Weg zur Wiedererlangung der Fahrerlaubnis
Im Mittelpunkt steht die rechtssichere EU-Fahrerlaubnis als zweistufiger Prozess: Nach einem Entzug wegen Punkteabbaus oder schwerer Verstöße muss der Betroffene zunächst eine medizinisch-psychologische Untersuchung (MPU) bestehen. Anschließend folgt eine erneute Fahrprüfung, deren Inhalte EU-weit harmonisiert sind. Wer die MPU nicht besteht, kann an verpflichtenden Kursen zur Verkehrstherapie teilnehmen. Erst nach erfolgreicher Wiedererlangung wird die Fahrerlaubnis neu ausgestellt – mit Auflagen wie Probezeit oder Alkohol-Interlock.
Herausforderungen für Fahrer und Behörden
Die Umsetzung variiert jedoch: Während einige Länder Online-Anträge für die Neuerteilung ermöglichen, verlangen andere persönliche Vorsprachen.

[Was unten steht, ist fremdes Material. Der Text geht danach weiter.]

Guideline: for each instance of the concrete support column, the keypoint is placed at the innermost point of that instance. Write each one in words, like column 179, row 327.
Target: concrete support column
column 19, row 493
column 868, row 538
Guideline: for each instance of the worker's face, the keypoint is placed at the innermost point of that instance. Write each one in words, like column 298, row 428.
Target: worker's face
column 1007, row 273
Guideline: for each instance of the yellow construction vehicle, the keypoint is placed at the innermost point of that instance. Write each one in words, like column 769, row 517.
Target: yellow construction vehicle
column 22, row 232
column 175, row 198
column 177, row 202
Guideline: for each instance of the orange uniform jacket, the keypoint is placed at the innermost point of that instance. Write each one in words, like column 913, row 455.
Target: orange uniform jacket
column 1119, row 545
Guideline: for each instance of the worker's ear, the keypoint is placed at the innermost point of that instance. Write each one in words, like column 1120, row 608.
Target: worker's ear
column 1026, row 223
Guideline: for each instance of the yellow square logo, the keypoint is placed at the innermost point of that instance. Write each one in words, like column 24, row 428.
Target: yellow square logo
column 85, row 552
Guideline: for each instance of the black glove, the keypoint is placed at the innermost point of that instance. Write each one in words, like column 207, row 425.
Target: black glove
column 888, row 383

Kritiker bemängeln lange Wartezeiten auf MPU-Termine und fehlende Anerkennung ausländischer Wiederherstellungsnachweise. Die EU-Kommission arbeitet daher an einer digitalen Führerscheinplattform, die den Austausch zwischen nationalen Registern beschleunigen soll. Nur mit einheitlichen Regeln für Verlust und Rückgewinnung wird die Fahrerlaubnis wirklich mobil in Europa.